Differential diagnosis is carried out with functional dyspepsia, other gastrointestinal diseases (peptic ulcer, chronic pancreatitis, cholecystitis), intestinal pathology (celiac disease, Crohn's disease), vitamin deficiency (pernicious anemia, pellagra), intestinal infections (salmonellosis, escherichiosis, sprue). In addition to consulting a gastroenterologist, the patient is recommended to be examined by an infectious disease specialist, a hematologist, and a hepatologist. To exclude myocardial infarction, a cardiologist's consultation is prescribed, with possible stomach cancer - an oncologist.

Therapeutic tactics are determined by the factors that provoked the development of gastritis and the clinical form of the disease. The patient is recommended complex differentiated therapy, supplemented by diet correction, smoking cessation, alcohol consumption. The basic scheme of conservative treatment usually includes the following groups of drugs:

  • Antibacterial agents. To destroy helicobacteria, standard eradication schemes are used using macrolides, β-lactam penicillins, nitroimidazoles, tetracyclines, which are necessarily combined with proton pump inhibitors, bismuth preparations. When identifying other pathogens of infectious gastritis, antimicrobial, antifungal, antiparasitic agents of various groups are prescribed.
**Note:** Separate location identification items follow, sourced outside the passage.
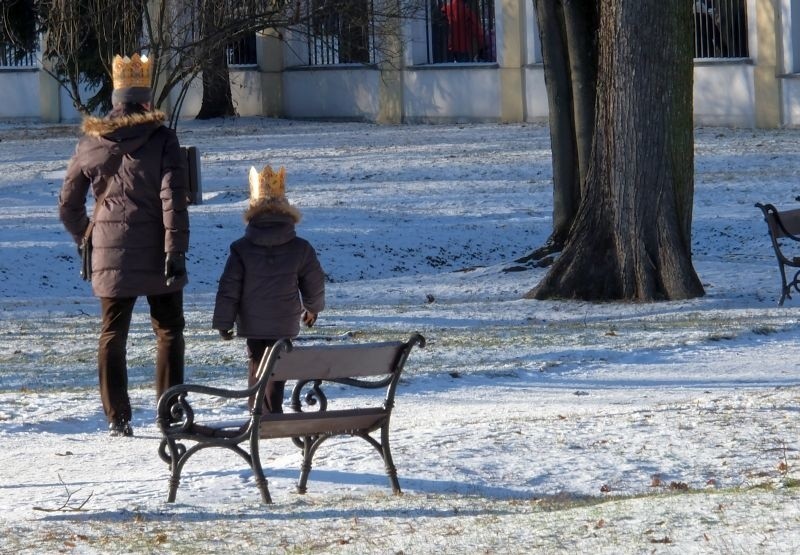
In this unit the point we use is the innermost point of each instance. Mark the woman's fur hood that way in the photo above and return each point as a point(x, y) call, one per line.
point(94, 126)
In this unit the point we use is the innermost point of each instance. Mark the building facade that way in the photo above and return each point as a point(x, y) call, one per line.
point(479, 61)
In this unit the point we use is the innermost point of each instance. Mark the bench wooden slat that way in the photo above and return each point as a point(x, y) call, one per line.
point(302, 424)
point(330, 362)
point(790, 220)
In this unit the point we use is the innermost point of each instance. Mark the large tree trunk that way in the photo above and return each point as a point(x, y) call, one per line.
point(217, 98)
point(632, 233)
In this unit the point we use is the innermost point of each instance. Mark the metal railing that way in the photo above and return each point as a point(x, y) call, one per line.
point(13, 56)
point(461, 31)
point(340, 32)
point(720, 29)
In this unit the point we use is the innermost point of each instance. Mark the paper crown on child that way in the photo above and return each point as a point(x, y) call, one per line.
point(131, 78)
point(268, 194)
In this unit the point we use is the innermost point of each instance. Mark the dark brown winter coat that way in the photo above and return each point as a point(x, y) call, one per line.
point(269, 277)
point(144, 214)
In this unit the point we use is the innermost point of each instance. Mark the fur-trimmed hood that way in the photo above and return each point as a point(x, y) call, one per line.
point(93, 126)
point(272, 206)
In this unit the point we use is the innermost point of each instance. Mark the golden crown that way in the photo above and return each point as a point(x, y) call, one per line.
point(130, 72)
point(267, 184)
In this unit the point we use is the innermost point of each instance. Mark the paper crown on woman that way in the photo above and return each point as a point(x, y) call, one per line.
point(131, 78)
point(268, 194)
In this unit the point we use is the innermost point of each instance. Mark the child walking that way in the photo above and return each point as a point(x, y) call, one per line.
point(272, 279)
  • Secretory function correctors. Proton pump inhibitors and H2-histaminoreceptor blockers are used to enhance hydrochloric acid production. To correct secretory insufficiency, replacement therapy with pepsin-containing drugs is carried out. To stimulate the production of gastric juice, drug therapy is supplemented with phytopreparations based on plantain, pyridoxine, ascorbic, nicotinic, weak organic acids.
  • Gastroprotectors. There are several groups of means to protect the epithelium from damaging effects. The principle of action of enveloping drugs is based on the deposition of a thin film that mechanically protects the mucosa from damage. Colloidal suspensions also coagulate helicobacter proteins. Antacids neutralize hydrochloric acid of gastric juice. Prostaglandins of group E make up for the deficiency of natural protective factors.
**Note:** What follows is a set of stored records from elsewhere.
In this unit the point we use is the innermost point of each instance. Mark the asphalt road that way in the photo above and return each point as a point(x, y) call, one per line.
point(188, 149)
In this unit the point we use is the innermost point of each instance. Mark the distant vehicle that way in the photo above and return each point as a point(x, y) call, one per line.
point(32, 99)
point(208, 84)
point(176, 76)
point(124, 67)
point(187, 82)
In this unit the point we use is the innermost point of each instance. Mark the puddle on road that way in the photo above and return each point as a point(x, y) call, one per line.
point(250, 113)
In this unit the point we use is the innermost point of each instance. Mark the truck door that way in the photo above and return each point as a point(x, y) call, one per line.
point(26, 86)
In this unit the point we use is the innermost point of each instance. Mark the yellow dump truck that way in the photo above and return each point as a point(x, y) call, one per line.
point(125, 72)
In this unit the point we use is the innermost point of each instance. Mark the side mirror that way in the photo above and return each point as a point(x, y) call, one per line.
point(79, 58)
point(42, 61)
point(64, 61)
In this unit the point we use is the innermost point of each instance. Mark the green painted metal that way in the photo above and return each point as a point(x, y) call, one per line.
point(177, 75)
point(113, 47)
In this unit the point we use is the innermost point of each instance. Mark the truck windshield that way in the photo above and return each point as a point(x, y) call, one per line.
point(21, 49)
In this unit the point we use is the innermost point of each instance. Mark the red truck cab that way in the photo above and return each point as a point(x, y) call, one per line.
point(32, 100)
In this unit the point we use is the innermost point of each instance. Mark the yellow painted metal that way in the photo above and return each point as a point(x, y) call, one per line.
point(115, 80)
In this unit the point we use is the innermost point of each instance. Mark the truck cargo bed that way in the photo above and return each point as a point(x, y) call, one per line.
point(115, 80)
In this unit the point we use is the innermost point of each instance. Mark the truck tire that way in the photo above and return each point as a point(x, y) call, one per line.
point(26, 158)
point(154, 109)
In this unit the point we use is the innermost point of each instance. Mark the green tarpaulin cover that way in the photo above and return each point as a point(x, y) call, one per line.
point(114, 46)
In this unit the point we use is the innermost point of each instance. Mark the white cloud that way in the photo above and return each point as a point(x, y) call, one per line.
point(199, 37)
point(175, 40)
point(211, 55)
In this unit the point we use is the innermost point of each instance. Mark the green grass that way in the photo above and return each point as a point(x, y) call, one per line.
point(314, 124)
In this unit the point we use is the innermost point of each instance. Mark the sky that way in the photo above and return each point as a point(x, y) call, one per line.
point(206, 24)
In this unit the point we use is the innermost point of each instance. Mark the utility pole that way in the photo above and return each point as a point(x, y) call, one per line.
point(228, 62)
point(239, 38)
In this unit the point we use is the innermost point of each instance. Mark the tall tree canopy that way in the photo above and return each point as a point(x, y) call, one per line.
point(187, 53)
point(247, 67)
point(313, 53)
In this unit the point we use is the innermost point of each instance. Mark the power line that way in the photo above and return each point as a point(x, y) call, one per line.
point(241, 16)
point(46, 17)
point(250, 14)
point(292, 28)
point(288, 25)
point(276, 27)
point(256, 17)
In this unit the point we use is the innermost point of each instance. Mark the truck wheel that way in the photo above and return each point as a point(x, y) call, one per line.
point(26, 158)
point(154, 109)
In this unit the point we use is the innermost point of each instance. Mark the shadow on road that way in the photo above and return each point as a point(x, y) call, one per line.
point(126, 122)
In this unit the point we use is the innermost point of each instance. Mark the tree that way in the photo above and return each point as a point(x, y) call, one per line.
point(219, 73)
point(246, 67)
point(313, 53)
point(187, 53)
In acute gastritis, the treatment plan includes gastric lavage, taking sorbents, antidotes, infusion therapy. Sedative phytopreparations and tranquilizers are recommended for patients with severe neurovegetative disorders. Corticosteroids are used for autoimmune inflammation. Patients with severe pain syndrome are prescribed myotropic antispasmodics, with caution - analgesics. To stop bleeding and replenish blood loss in hemorrhagic gastritis, hemostatics are used, whole blood, erythrocyte mass, plasma are transfused. In duodenal-gastric reflux, ursodeoxycholic acid derivatives and dopamine receptor inhibitors are effective. Prokinetics are shown to improve motor skills. Surgical operations are performed with massive destruction of the gastric wall in patients with phlegmonous gastritis, the occurrence of profuse bleeding.
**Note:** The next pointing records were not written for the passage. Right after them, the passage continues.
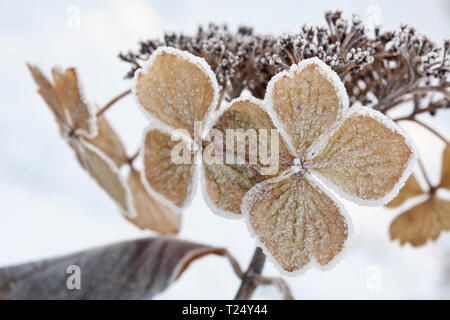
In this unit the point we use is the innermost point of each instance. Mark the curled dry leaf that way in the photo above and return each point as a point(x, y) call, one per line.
point(151, 214)
point(445, 173)
point(410, 190)
point(296, 220)
point(422, 223)
point(426, 220)
point(175, 89)
point(137, 269)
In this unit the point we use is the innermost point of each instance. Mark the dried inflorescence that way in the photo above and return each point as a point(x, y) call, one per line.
point(379, 69)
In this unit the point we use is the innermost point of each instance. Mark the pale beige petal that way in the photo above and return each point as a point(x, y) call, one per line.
point(151, 214)
point(445, 174)
point(296, 222)
point(79, 115)
point(106, 173)
point(109, 142)
point(176, 88)
point(49, 94)
point(308, 101)
point(171, 180)
point(411, 189)
point(422, 223)
point(367, 158)
point(226, 184)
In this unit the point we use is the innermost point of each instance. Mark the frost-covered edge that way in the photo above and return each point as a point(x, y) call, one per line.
point(326, 71)
point(131, 212)
point(245, 208)
point(92, 121)
point(388, 123)
point(197, 61)
point(159, 197)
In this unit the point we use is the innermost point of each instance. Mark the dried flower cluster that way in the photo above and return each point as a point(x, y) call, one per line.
point(379, 69)
point(308, 81)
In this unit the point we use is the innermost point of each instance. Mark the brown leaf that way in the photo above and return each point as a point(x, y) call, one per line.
point(445, 175)
point(151, 214)
point(411, 189)
point(137, 269)
point(422, 222)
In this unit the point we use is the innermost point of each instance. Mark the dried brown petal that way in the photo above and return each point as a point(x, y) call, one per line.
point(173, 181)
point(176, 88)
point(138, 269)
point(445, 175)
point(226, 184)
point(151, 214)
point(365, 158)
point(422, 223)
point(296, 221)
point(411, 189)
point(106, 173)
point(308, 102)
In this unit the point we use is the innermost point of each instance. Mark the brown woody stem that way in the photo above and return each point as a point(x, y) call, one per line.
point(113, 101)
point(248, 285)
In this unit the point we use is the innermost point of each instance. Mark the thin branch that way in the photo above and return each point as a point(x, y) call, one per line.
point(113, 101)
point(278, 282)
point(255, 267)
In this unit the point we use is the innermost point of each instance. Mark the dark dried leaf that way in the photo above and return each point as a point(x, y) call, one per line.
point(137, 269)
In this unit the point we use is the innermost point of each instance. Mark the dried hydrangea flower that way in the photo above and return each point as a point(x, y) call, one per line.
point(100, 151)
point(359, 152)
point(174, 89)
point(426, 220)
point(364, 155)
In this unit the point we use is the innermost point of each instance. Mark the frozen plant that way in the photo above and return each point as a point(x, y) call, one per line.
point(328, 91)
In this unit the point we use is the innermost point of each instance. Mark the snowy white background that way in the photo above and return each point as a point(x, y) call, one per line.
point(49, 206)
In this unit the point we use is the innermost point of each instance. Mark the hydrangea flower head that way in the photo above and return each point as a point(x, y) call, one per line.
point(359, 153)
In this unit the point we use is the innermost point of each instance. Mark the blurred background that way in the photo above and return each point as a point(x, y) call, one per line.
point(49, 206)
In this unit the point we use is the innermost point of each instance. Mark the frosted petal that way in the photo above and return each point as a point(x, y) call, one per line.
point(445, 171)
point(176, 88)
point(106, 174)
point(151, 214)
point(108, 142)
point(411, 189)
point(307, 101)
point(66, 101)
point(226, 184)
point(296, 222)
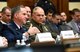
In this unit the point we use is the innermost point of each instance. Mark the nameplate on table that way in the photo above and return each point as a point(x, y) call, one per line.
point(44, 37)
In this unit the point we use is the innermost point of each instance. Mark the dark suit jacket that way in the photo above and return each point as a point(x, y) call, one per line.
point(12, 32)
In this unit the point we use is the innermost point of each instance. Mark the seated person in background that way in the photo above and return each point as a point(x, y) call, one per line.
point(6, 15)
point(28, 11)
point(38, 20)
point(3, 42)
point(49, 17)
point(14, 30)
point(63, 17)
point(55, 25)
point(75, 22)
point(63, 23)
The outcome of the disease in the acute process is more often favorable, chronic inflammation usually has a recurrent course with periods of exacerbations and remissions. The most unfavorable in prognostic terms is chronic atrophic gastritis, which leads to an irreversible decrease in acid formation in the stomach, malignancy. Preventive measures include limiting spicy and fatty foods, quitting smoking and alcohol consumption, taking medications only as prescribed by a doctor, timely detection and treatment of diseases that can cause an inflammatory process in the stomach.